Use JSON to serialize AI chat messages

Context and Problem Statement

We need to choose the serialization and deserialization method for AI chat messages, as the chat history is persisted.

Decision Drivers

  • The API should be simple and easy to use
  • It should be easy to perform migrations
  • Preferably, use methods that are already used in JabRef

Considered Options

  • Use Java native serialization
  • Use JSON format
  • Use XML format
  • Use binary format
  • Use YAML
  • Use database
  • Use a custom format

Decision Outcome

Chosen option: “Use JSON format” with Jackson, because JSON is a simple and widely used format, and it is easy to use with Jackson. Jackson is already used in JabRef, and it supports polymorphic types.

However, if a database is integrated to AI features, then preferably a database will be used.
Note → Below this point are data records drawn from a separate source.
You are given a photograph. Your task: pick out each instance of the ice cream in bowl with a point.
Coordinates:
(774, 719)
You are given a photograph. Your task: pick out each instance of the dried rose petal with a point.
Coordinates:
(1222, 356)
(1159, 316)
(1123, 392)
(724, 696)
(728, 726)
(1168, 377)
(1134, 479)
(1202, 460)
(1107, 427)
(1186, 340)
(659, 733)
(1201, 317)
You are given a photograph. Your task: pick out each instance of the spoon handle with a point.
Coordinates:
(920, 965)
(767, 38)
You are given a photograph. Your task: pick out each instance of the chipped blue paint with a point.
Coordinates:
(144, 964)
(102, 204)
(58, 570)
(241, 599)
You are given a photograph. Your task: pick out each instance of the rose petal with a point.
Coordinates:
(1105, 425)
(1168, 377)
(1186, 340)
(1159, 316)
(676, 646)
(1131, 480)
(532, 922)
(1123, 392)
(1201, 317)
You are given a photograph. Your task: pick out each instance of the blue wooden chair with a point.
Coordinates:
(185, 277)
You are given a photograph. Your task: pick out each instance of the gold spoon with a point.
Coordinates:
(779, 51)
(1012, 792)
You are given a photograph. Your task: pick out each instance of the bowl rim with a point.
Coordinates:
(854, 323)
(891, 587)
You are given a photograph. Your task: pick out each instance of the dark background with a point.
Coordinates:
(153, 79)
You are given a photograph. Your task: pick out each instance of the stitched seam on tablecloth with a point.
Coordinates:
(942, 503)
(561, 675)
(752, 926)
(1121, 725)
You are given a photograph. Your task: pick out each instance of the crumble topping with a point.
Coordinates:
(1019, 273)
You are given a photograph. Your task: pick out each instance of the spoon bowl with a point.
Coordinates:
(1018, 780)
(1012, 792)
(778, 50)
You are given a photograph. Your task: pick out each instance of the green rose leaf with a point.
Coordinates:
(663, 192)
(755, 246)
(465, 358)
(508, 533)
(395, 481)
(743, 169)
Pros and Cons of the Options

Use Java native serialization

  • Good, because it is simple and already builtin to Java
  • Bad, because it is not easily extensible
  • Bad, because it is not easily migratable

Use JSON format

  • Good, because it is widely used
  • Good, because it is easy to use with Jackson
  • Good, because it is easy to migrate via a custom script/function
  • Good, because it is already used in JabRef
  • Bad, because JSON is a dynamic format
  • Bad, because JSON does not utilize the space as effectively as binary formats

Use XML format

  • Good, because it has a well-defined structure
  • Good, because it is easily migratable via a custom script/function
  • Good, because there are some builtin libraries for XML in Java
  • Bad, because it is old-fashioned
  • Bad, because XML does not utilize the space as effectively as binary formats

Use binary format

  • Good, because it is highly efficient
  • Neutral, because it is not easily readable
  • Bad, because it is not easily migratable

Use YAML

  • Good, because it is widely used
  • Good, because it is easy to migrate via a custom script/function
  • Good, because it is already used in JabRef
  • Bad, because YAML is a dynamic format
  • Bad, because YAML does not utilize the space as effectively as binary formats

Use database

  • Good, because it is structured
  • Good, because it is highly efficient
  • Good, because it is (highly probably) used for other purposes as well
  • Good, because it is easy to migrate
  • Bad, because it is available only through a database (a custom export feature should be implemented into some other format)
  • Bad, because it required running or connecting to a database

Use a custom format

  • Good, because we are in full control of the data
  • Bad, because it requires a lot of effort to implement

More information

It is hard to decide between JSON and YAML, as they both suffit well. But because JSON is more used generally, more used in AI applications, it was chosen.

Previously, Java native serialization was used, but it caused too many problems. It was a mistake that happened because of time constraints.